Goodfellow was born in 1938 and raised near Sherbrooke. She graduated from Bishop's in 1959, earned a Master of Library Science from McGill in 1967, and worked in Ottawa and Montreal before returning to the Townships in the early 1970s, where she built a career as a library consultant and a researcher devoted to local history and genealogy. She helped found the Townshippers' Association in 1979 and spent decades fighting for the rights of the anglophone minority, with a particular focus on equal access to health care. She served thirteen years on the board of the regional hospital body now known as the CHUS, advised Quebec's health minister through a provincial committee, joined Bishop's board of trustees in 1985, and received an honorary Doctor of Civil Law from the university in 1993. At the time of her death she was still completing her first book, a history of the Brompton Road community where she grew up, told through her mother's diary, and left the manuscript unfinished.
The gift was decades in the making. Goodfellow had written the chair into her will roughly twenty-five years before the announcement and kept it through later revisions, so the plan existed long before anyone knew of it. The university learned of the bequest only after she died in October 2024.
It surfaced at a tense moment for anglophone Quebec. The same week, the Coalition Avenir Québec government dropped its proposed Quebec Constitution Act, Bill 1, which died when the legislative session ended on June 13 after heavy opposition from anglophone, Indigenous, and civil-liberties groups. The government said it had run out of time and would try again. Set against that uncertainty, Goodfellow's gift looks less like a response to the moment than a bet she placed long ago, that the community's history would still need careful keeping.
The chair is built to range widely. Rather than sit in a single department, it will draw on history, literature, sociology, political science, education, and linguistics to study the language, culture, and shifting identity of English-speaking Quebec within the larger provincial and national picture. The chairholder will lead research, shape curriculum, mentor students, and connect the university to the community through conferences, public lectures, and other efforts to carry scholarship into wider conversation.
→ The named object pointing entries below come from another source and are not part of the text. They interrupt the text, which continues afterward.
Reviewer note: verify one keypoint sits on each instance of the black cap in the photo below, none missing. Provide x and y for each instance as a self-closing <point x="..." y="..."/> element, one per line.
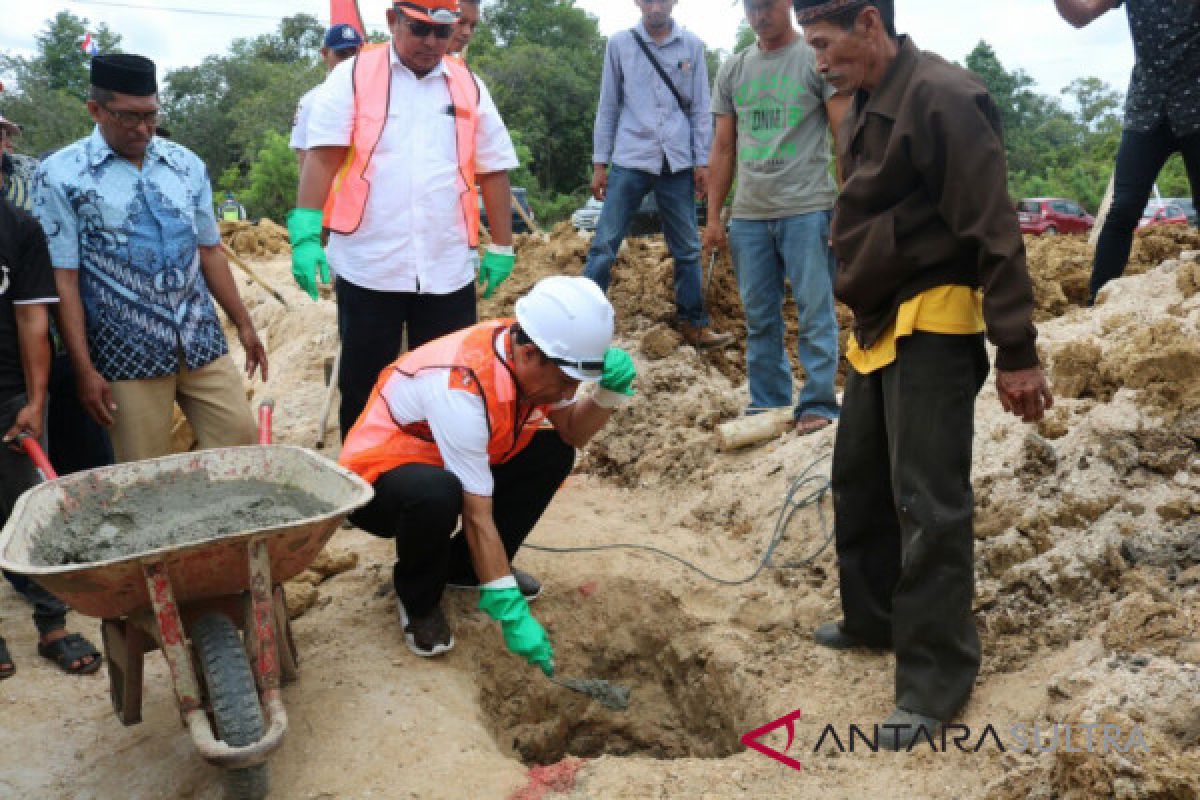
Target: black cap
<point x="810" y="11"/>
<point x="127" y="74"/>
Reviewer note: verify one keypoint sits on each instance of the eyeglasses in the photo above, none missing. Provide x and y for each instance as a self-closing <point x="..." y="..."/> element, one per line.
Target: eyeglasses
<point x="133" y="119"/>
<point x="582" y="366"/>
<point x="420" y="29"/>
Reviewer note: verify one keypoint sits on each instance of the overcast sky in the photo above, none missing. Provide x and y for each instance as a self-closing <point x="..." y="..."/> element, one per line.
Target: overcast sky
<point x="1026" y="34"/>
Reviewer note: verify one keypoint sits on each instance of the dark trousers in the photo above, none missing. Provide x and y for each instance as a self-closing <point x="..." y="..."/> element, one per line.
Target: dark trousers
<point x="372" y="326"/>
<point x="419" y="505"/>
<point x="904" y="512"/>
<point x="17" y="474"/>
<point x="1140" y="158"/>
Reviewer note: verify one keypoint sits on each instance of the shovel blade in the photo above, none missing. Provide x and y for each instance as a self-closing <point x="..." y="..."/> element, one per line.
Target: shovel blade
<point x="613" y="697"/>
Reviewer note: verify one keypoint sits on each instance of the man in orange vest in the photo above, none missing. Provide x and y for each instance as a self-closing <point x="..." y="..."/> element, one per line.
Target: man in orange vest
<point x="407" y="132"/>
<point x="459" y="427"/>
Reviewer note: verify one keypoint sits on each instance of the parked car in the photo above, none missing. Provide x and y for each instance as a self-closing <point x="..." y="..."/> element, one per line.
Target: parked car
<point x="1053" y="215"/>
<point x="1162" y="215"/>
<point x="1187" y="205"/>
<point x="587" y="217"/>
<point x="646" y="221"/>
<point x="519" y="223"/>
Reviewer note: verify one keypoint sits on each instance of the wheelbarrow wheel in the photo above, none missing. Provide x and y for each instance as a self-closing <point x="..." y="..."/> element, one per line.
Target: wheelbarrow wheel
<point x="234" y="698"/>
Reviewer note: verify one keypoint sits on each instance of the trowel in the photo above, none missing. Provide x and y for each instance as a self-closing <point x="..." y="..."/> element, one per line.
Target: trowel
<point x="612" y="696"/>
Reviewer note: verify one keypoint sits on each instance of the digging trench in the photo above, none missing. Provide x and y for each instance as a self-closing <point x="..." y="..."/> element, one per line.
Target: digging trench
<point x="684" y="702"/>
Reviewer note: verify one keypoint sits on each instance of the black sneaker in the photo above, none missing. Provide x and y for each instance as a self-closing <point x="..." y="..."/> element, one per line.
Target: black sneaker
<point x="426" y="636"/>
<point x="529" y="585"/>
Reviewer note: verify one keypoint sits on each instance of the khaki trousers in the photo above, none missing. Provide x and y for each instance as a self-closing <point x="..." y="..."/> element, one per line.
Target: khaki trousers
<point x="213" y="398"/>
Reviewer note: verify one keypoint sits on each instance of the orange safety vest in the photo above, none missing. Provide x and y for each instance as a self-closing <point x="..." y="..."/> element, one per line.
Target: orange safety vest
<point x="378" y="443"/>
<point x="372" y="94"/>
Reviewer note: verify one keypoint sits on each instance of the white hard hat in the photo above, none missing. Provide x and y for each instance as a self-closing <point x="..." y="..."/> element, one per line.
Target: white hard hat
<point x="571" y="322"/>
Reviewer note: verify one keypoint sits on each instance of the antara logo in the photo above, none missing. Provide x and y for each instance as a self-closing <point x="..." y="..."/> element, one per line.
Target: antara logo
<point x="789" y="721"/>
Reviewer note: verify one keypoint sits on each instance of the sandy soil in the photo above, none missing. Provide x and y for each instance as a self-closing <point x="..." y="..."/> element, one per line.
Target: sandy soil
<point x="1087" y="563"/>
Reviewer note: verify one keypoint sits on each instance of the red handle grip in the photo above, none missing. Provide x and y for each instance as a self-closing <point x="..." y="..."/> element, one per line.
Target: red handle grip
<point x="265" y="410"/>
<point x="36" y="455"/>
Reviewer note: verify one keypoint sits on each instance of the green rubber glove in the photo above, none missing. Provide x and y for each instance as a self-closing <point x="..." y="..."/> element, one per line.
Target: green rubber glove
<point x="523" y="635"/>
<point x="307" y="254"/>
<point x="618" y="372"/>
<point x="495" y="269"/>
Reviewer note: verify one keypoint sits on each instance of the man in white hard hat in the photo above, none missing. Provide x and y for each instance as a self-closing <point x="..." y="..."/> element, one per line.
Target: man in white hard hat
<point x="456" y="428"/>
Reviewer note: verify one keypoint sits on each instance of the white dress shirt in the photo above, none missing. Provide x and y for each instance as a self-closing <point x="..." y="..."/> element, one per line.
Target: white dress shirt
<point x="300" y="124"/>
<point x="413" y="236"/>
<point x="457" y="420"/>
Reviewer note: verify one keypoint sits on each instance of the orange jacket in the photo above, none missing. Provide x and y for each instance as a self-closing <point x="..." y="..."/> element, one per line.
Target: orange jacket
<point x="377" y="443"/>
<point x="372" y="92"/>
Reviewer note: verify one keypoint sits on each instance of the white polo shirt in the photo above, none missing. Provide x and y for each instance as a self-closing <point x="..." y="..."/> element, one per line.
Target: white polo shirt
<point x="413" y="236"/>
<point x="457" y="420"/>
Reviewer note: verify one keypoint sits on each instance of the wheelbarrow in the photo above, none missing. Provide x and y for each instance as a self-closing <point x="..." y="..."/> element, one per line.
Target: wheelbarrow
<point x="214" y="607"/>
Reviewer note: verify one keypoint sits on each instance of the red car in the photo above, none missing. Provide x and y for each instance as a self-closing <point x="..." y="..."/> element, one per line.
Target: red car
<point x="1163" y="215"/>
<point x="1053" y="215"/>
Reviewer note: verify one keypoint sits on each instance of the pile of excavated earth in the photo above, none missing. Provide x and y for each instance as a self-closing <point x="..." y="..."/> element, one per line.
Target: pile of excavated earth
<point x="1087" y="567"/>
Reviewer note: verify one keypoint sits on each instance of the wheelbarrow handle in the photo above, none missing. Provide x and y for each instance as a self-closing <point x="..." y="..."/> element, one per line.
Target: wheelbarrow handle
<point x="265" y="410"/>
<point x="36" y="455"/>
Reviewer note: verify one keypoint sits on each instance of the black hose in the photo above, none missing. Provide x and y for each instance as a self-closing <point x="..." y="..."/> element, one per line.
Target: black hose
<point x="791" y="506"/>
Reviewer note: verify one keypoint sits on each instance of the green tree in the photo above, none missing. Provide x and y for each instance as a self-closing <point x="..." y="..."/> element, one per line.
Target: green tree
<point x="46" y="91"/>
<point x="225" y="107"/>
<point x="541" y="60"/>
<point x="271" y="182"/>
<point x="60" y="61"/>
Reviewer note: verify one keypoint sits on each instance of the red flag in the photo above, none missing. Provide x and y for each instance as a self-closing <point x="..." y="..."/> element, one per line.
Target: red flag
<point x="346" y="12"/>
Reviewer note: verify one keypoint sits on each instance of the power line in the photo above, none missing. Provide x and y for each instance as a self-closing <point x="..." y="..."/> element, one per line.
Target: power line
<point x="177" y="10"/>
<point x="202" y="12"/>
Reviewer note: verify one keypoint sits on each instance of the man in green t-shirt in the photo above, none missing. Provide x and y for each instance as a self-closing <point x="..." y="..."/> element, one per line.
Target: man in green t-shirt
<point x="773" y="116"/>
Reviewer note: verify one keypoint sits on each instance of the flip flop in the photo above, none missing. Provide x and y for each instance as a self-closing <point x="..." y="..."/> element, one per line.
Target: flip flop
<point x="70" y="649"/>
<point x="810" y="423"/>
<point x="7" y="668"/>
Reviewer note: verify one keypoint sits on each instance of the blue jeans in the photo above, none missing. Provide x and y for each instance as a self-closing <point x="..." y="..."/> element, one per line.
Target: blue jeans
<point x="765" y="253"/>
<point x="676" y="197"/>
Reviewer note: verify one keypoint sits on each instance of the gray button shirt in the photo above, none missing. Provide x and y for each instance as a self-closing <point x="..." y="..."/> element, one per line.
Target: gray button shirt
<point x="639" y="121"/>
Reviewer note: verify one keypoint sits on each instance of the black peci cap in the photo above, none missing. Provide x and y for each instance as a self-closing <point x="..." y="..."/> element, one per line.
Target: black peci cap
<point x="810" y="11"/>
<point x="127" y="74"/>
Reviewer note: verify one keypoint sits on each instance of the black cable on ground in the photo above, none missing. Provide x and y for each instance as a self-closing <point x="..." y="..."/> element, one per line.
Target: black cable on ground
<point x="814" y="498"/>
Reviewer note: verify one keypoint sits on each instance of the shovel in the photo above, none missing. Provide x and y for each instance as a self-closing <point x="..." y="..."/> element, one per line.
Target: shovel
<point x="613" y="697"/>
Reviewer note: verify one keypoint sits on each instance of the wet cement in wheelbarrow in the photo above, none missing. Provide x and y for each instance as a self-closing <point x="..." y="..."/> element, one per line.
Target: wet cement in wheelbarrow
<point x="178" y="509"/>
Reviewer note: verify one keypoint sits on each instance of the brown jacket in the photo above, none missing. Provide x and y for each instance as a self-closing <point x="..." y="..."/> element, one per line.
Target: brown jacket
<point x="925" y="204"/>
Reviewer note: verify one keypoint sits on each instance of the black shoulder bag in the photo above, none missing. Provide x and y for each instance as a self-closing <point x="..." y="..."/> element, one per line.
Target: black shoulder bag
<point x="685" y="107"/>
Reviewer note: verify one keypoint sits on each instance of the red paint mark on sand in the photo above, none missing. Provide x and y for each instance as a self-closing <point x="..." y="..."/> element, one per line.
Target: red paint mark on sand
<point x="552" y="779"/>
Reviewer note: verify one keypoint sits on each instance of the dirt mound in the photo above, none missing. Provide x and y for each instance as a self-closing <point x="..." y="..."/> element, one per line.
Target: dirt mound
<point x="1159" y="356"/>
<point x="642" y="293"/>
<point x="683" y="703"/>
<point x="1061" y="266"/>
<point x="261" y="240"/>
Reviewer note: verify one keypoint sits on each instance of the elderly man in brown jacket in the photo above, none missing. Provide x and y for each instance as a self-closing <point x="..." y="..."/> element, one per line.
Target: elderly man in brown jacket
<point x="929" y="258"/>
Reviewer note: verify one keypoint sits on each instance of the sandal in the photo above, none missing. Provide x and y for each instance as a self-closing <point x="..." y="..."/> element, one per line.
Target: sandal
<point x="809" y="423"/>
<point x="70" y="649"/>
<point x="7" y="668"/>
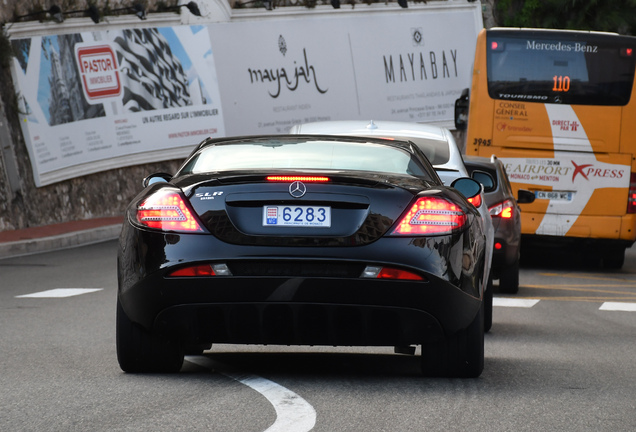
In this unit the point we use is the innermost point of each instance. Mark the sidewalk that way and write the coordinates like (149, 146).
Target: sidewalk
(58, 236)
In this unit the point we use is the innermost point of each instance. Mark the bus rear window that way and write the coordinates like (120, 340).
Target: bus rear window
(561, 67)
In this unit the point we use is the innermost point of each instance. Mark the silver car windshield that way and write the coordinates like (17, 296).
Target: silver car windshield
(310, 155)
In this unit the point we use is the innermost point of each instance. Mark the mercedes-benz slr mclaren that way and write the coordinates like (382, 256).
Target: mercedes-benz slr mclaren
(302, 240)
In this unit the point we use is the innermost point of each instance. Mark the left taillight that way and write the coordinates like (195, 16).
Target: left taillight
(431, 215)
(503, 210)
(476, 200)
(167, 211)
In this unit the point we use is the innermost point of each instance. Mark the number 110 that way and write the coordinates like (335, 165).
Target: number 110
(561, 83)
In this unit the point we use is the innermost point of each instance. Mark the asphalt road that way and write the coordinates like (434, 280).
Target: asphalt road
(559, 357)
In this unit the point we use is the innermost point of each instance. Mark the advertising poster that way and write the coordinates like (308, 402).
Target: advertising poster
(99, 100)
(344, 68)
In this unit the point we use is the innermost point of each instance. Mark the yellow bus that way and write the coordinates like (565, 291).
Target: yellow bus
(558, 107)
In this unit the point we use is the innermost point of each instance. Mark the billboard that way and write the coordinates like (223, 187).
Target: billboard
(100, 100)
(105, 99)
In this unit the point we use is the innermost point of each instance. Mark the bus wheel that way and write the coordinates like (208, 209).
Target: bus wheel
(614, 258)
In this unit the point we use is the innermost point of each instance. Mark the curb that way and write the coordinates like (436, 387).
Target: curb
(63, 241)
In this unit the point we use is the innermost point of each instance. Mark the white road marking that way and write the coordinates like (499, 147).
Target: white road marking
(512, 302)
(293, 413)
(616, 306)
(60, 292)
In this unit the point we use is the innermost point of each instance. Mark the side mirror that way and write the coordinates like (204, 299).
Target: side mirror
(461, 111)
(485, 179)
(156, 178)
(525, 196)
(467, 186)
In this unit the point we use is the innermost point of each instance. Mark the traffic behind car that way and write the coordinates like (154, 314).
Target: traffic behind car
(506, 218)
(303, 240)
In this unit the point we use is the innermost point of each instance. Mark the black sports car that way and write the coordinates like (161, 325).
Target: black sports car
(302, 240)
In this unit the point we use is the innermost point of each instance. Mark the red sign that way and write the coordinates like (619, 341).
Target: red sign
(99, 71)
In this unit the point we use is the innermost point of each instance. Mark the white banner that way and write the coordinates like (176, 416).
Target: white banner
(408, 66)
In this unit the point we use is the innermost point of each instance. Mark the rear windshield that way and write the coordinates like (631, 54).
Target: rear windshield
(560, 67)
(306, 154)
(436, 151)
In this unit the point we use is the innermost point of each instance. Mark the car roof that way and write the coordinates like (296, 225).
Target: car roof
(389, 129)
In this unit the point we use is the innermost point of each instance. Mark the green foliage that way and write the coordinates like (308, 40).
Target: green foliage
(599, 15)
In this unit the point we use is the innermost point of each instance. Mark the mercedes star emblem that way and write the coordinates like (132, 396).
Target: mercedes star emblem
(297, 189)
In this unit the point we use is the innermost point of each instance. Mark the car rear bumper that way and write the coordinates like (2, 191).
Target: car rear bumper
(296, 308)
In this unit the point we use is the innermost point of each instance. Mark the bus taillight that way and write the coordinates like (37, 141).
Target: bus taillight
(631, 198)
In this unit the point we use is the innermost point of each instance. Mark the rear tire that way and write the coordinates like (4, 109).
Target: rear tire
(614, 258)
(139, 350)
(460, 355)
(509, 279)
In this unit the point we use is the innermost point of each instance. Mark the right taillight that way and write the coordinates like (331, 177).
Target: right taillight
(431, 215)
(631, 198)
(167, 211)
(502, 210)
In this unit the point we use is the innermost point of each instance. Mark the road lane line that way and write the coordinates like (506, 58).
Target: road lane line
(588, 277)
(569, 287)
(60, 292)
(293, 413)
(513, 302)
(617, 306)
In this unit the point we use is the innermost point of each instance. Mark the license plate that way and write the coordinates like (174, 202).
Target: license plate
(297, 216)
(554, 195)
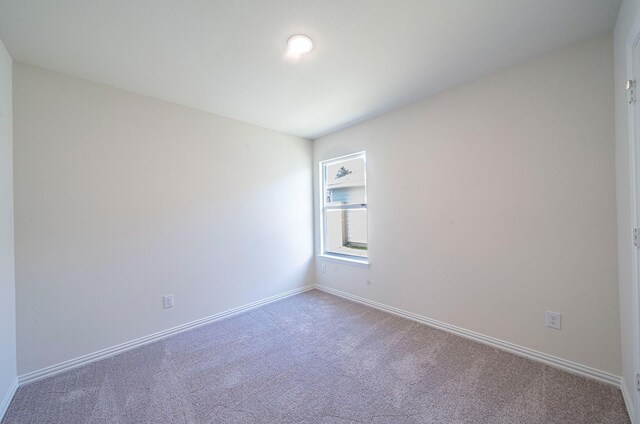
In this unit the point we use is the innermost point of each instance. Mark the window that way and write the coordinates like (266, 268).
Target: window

Vice-Principal Academic and Research Dr. Kerry Hull called the position "an exceptional opportunity for our institution," one that would open a space for dialogue among faculty, students, and community partners, with lessons reaching beyond Quebec to other minority-language settings. Faculty studying English-speaking Quebec could become eligible to apply as early as the fall of 2027, with a first appointment expected in the fall of 2028. The chair is designed to rotate after one or two five-year terms, so that new questions keep reshaping it.
Principal and Vice-Chancellor Sébastien Lebel-Grenier tied the gift to the university's own character, describing Bishop's as an institution that has always sat "at the intersection of Quebec's two linguistic communities." That vantage point, he said, would guide the chair's research and its work to preserve and make sense of minority-language life in the province.
For Scott Stevenson, the executor of her estate, the gift suited the woman who made it, reaching past her own lifetime toward the community she never stopped serving. Her decision, he said, "carries on her life's work for the benefit of all Quebecers today and in the future."